A data review and re-assessment of ovarian cancer serum proteomic profiling

Affiliations
Comparative Study

A data review and re-assessment of ovarian cancer serum proteomic profiling

James M Sorace et al. BMC Bioinformatics. .

Abstract

Background: The early detection of ovarian cancer has the potential to dramatically reduce mortality. Recently, the use of mass spectrometry to develop profiles of patient serum proteins, combined with advanced data mining algorithms has been reported as a promising method to achieve this goal. In this report, we analyze the Ovarian Dataset 8-7-02 downloaded from the Clinical Proteomics Program Databank website, using nonparametric statistics and stepwise discriminant analysis to develop rules to diagnose patients, as well as to understand general patterns in the data that may guide future research.

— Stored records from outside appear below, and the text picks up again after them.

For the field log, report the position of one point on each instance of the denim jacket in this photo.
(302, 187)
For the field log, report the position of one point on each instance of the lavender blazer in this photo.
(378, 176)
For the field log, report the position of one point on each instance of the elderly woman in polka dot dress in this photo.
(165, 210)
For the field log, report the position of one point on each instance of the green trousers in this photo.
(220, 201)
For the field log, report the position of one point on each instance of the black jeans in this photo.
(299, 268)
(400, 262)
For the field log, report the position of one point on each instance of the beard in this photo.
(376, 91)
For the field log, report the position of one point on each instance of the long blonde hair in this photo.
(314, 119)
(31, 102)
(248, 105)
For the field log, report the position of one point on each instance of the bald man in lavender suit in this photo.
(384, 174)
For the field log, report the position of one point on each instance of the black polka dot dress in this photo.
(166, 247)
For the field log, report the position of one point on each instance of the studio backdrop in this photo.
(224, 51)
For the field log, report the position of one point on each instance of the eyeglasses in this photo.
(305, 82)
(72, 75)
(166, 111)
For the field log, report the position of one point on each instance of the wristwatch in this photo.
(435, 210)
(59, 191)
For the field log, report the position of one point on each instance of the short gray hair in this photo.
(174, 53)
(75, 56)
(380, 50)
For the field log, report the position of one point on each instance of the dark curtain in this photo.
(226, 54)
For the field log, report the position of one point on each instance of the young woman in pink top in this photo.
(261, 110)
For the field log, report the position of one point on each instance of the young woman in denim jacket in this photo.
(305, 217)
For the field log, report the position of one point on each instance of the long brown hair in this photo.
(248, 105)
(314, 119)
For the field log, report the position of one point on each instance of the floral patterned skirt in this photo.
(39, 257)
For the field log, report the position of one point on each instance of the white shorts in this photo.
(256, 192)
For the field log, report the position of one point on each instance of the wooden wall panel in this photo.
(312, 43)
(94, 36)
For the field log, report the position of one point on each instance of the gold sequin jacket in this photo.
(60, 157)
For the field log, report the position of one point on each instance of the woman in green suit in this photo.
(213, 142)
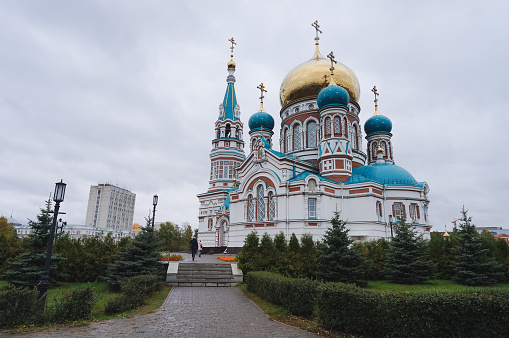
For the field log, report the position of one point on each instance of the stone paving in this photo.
(189, 312)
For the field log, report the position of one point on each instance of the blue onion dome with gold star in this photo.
(333, 95)
(377, 124)
(261, 119)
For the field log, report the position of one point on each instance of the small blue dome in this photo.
(385, 173)
(333, 95)
(261, 119)
(378, 124)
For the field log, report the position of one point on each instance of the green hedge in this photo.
(476, 313)
(297, 295)
(21, 306)
(134, 293)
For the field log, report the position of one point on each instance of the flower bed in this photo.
(226, 259)
(167, 257)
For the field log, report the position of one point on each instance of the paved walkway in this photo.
(189, 312)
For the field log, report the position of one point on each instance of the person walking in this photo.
(194, 246)
(200, 248)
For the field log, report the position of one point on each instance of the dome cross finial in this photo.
(332, 62)
(375, 91)
(232, 40)
(317, 27)
(262, 89)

Results: The mass spectrometry serum profiles derived from cancer and controls exhibited numerous statistical differences. For example, use of the Wilcoxon test in comparing the intensity at each of the 15,154 mass to charge (M/Z) values between the cancer and controls, resulted in the detection of 3,591 M/Z values whose intensities differed by a p-value of 10-6 or less. The region containing the M/Z values of greatest statistical difference between cancer and controls occurred at M/Z values less than 500. For example the M/Z values of 2.7921478 and 245.53704 could be used to significantly separate the cancer from control groups. Three other sets of M/Z values were developed using a training set that could distinguish between cancer and control subjects in a test set with 100% sensitivity and specificity.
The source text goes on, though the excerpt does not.